The epoch of conquest and colonization affecting the globe since the fifteenth century marked the transformation of Christendom from the northern shores of the Mediterranean upward into Europe and a worldview that once stood in relation, albeit conflictual, with Judaism and Islam into a model of monotheism that was also politically monolithic. The impact of such events is well chronicled in scholarship on modernity, but what often is overlooked is the internal logic of modernist modes of governing and the debates they stimulate among those they both colonize and govern.
All modern forms of imposition are announcements also on who, in effect, belongs to the future of humankind. The result is not only the creation of the modern and the non- or premodern, but also a debate and struggle on who will inhabit the future and how they would do so. In the past, such imposition and resistance presumed achieving membership in the dominant society through adoption of its practices. Thus, ancient Egyptians offered a path through their laws and customs, and so did groups ranging from Babylonians to those in the various dynasties of what today is known as China. The ancient Hellenic empires and subsequent Roman one posed similar concerns as those they conquered and colonized struggled with becoming Greek or Roman or some hybrid version. The later transformation of Rome into the Holy Roman Empire and the later monumental shifts in the conquest of the Americas changed these forms of modernization as the anthropology of membership became racialized.
The Holy Roman Empire marked Christendom as its domain.

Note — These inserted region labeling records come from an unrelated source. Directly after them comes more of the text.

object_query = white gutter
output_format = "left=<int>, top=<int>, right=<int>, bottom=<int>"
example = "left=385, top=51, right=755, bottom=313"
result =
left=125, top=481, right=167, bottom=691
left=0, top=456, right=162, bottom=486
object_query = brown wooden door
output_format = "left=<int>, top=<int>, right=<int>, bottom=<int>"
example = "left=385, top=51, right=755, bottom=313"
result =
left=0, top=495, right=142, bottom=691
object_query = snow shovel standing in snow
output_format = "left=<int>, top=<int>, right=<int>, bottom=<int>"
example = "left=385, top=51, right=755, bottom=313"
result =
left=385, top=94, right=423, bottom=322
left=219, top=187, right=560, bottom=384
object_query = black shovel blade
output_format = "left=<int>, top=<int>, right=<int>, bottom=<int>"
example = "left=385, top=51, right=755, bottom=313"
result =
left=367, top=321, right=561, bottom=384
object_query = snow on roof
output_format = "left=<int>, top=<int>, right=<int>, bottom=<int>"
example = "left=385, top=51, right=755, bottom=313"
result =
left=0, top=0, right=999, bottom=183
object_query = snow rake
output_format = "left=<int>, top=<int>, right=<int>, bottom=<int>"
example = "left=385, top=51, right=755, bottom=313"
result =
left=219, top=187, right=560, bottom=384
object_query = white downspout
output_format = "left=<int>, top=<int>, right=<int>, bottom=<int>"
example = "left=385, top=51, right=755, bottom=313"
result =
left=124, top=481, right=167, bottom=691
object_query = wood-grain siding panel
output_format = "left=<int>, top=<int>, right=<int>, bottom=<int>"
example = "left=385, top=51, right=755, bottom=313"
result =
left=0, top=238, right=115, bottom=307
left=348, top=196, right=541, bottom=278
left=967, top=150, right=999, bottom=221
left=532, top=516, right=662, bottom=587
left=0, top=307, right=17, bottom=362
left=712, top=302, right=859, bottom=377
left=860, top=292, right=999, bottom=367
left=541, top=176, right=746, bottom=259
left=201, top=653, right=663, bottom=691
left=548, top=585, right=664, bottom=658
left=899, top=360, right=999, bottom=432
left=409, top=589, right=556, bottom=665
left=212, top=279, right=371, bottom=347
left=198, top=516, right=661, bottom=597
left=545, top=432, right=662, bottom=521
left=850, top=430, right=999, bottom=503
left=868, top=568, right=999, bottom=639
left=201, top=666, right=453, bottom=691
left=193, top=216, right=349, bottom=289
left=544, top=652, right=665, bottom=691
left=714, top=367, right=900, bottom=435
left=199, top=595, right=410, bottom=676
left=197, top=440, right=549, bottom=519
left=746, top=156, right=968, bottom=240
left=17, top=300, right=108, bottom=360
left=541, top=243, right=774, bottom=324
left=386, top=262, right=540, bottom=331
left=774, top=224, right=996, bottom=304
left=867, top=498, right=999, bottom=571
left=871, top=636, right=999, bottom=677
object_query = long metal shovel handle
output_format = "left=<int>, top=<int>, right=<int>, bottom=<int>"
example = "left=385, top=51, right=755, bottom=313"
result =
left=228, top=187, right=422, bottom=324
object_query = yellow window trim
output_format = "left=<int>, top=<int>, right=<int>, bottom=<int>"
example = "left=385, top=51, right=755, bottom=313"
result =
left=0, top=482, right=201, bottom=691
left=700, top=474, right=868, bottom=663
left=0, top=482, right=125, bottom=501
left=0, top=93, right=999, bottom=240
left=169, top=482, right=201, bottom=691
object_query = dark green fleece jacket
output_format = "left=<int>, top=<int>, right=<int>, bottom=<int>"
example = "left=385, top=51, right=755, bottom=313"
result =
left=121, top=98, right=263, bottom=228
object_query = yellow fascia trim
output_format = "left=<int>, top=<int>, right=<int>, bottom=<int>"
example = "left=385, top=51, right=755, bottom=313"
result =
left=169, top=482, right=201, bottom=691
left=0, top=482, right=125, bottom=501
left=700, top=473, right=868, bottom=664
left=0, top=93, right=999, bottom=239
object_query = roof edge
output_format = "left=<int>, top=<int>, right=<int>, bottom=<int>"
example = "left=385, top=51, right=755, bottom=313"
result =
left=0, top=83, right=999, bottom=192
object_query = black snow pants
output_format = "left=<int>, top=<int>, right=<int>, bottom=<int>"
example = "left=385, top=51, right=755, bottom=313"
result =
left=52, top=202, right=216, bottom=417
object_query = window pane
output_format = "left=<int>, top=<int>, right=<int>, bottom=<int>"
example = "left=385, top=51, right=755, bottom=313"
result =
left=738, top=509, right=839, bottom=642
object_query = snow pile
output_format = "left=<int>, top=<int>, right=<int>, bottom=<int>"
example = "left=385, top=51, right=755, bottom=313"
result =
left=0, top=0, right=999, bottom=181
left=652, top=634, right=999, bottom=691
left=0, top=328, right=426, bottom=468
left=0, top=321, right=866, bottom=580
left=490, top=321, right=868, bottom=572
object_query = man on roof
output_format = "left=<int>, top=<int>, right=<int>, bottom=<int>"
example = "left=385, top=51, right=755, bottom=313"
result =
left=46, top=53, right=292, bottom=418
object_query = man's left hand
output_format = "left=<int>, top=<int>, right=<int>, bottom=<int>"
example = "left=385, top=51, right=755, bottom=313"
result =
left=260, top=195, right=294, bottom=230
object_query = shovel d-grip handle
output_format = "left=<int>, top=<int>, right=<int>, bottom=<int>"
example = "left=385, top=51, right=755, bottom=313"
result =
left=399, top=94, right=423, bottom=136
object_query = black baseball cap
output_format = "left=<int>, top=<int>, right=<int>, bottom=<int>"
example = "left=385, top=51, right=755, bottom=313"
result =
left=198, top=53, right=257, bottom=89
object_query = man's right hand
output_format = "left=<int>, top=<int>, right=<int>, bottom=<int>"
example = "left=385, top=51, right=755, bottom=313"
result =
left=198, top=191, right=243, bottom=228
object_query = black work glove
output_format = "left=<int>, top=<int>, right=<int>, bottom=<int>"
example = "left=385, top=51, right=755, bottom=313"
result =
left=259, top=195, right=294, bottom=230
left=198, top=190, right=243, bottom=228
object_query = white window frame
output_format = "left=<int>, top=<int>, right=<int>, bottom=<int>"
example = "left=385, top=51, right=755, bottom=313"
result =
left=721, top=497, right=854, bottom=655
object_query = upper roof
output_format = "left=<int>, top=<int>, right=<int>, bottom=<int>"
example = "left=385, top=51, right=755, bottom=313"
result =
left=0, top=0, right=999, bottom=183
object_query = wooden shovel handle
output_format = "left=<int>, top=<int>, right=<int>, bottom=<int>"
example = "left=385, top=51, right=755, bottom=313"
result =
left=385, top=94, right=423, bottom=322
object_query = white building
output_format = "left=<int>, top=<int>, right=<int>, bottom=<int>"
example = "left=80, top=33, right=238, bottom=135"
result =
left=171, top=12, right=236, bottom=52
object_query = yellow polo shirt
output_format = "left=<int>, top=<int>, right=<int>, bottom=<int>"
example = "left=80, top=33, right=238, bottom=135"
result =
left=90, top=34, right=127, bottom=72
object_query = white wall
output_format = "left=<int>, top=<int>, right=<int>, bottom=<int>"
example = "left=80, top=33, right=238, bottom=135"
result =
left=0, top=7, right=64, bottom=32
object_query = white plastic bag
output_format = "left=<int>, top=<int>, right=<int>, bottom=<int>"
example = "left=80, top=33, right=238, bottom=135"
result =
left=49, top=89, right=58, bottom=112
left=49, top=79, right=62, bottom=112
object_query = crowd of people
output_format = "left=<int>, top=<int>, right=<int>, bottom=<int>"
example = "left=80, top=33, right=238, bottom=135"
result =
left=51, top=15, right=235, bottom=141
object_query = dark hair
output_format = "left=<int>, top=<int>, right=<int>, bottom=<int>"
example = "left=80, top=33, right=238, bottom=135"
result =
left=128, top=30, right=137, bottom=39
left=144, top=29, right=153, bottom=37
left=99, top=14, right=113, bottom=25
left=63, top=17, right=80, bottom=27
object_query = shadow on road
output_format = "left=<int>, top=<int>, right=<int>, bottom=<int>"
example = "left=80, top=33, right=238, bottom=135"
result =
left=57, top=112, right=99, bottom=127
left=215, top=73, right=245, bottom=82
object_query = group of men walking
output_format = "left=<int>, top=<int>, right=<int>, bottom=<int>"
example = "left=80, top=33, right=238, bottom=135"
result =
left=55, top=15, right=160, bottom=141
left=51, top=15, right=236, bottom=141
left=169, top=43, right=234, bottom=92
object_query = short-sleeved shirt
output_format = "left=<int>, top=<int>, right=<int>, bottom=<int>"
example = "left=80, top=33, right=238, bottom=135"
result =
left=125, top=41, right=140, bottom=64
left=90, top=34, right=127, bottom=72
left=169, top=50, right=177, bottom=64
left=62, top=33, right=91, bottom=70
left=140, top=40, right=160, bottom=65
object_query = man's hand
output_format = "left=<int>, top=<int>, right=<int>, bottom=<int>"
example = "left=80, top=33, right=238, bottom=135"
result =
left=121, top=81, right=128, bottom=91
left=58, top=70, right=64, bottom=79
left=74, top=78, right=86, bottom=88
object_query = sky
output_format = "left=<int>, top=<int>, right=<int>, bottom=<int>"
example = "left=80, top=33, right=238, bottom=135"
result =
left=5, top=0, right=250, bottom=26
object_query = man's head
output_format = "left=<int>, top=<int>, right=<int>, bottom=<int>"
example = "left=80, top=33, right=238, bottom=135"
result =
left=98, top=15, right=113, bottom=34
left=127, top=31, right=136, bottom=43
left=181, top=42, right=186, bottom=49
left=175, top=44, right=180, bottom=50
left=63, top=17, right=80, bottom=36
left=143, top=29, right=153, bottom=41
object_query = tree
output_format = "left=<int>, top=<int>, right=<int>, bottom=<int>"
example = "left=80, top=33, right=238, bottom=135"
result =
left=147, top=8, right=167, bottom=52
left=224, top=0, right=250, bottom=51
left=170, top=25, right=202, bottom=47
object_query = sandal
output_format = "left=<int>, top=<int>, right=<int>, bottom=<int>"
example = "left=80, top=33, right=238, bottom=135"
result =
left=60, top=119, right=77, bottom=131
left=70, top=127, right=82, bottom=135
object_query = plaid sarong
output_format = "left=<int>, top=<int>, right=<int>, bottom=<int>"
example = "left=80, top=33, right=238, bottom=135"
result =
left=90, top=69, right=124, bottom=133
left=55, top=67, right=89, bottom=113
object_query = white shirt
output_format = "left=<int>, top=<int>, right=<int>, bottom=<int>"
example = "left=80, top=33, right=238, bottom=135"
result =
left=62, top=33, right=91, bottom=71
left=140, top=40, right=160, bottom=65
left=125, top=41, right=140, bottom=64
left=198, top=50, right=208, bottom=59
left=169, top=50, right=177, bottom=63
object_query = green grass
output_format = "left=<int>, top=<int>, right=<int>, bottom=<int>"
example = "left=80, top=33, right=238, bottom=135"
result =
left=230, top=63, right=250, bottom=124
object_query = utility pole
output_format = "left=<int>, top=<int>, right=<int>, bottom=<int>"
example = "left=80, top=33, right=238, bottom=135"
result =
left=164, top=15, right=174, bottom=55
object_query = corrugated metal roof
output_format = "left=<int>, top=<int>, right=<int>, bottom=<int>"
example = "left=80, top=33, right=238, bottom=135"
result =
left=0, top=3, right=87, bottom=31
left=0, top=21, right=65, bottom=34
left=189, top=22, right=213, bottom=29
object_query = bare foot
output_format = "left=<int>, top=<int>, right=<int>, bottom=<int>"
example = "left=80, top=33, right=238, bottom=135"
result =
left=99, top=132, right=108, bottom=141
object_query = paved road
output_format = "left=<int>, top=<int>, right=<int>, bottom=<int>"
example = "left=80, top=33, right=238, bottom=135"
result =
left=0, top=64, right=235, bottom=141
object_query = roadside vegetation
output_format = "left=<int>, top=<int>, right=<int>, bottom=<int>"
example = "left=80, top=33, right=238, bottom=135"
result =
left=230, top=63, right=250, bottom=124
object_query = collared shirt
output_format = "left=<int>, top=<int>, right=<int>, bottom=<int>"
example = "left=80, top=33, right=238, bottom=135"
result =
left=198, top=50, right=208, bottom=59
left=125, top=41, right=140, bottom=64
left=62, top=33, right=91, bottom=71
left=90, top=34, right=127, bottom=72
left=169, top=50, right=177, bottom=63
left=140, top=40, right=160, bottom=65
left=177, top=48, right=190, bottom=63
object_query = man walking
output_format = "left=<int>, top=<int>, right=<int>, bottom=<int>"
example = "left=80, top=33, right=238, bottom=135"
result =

This religious and theological imperial world met its main challenge in the seventh century in the emergence of Islam. The result was eight hundred years of Afro-Muslim rule of the Iberian Peninsula in the form of an Islamic center known as Andalusia. During those years of Andalusian rule, Christendom wasnt short of pejorative terms for its outsiders, and among them was the term raza, which, in addition to referring to breeds of dogs and horses, identified Jews and Moors (Afro-Muslims). The anthropology in those years were theonatural, by which we mean placing the natural in the sphere of Christian normativity. To be truly human meant to be Christian. When Christendom reconquered the peninsula in January 1492, the conflict took to the Atlantic Ocean at the other side of which Columbus landed in October of the same year, marking a radical shift in the world as Christians knew it and those who greeted them in the Caribbean and then throughout what subsequently became the Americas.
A peculiar conflict emerged from the fifteenth century onward. Previous conceptions of what it meant to be modern were then transformed through the racial addition. What resulted was not simply who belonged to the future through joining the colonizing society, but also who belonged to humanity. People who were not Christians, Jews, or Moors had to be accounted for with the presumption at first that becoming Christian was their only path into the properly human world. What was to become of them outside the triad of Christian, Jew, and Moor, especially when the only place for them in the future was supposedly Christian? Belonging properly to the past, the so-called primitive was born. A new question was thus posed to those colonized and conquered. How, they began to ask, could they inhabit the future when the properly human was predicated on their absence? Worse, the modes of differentiation began to change from the theonatural into the natural. Different terms began to evolve as Christian increasingly became European, and the latter, white. Euro-modernity became white supremacy.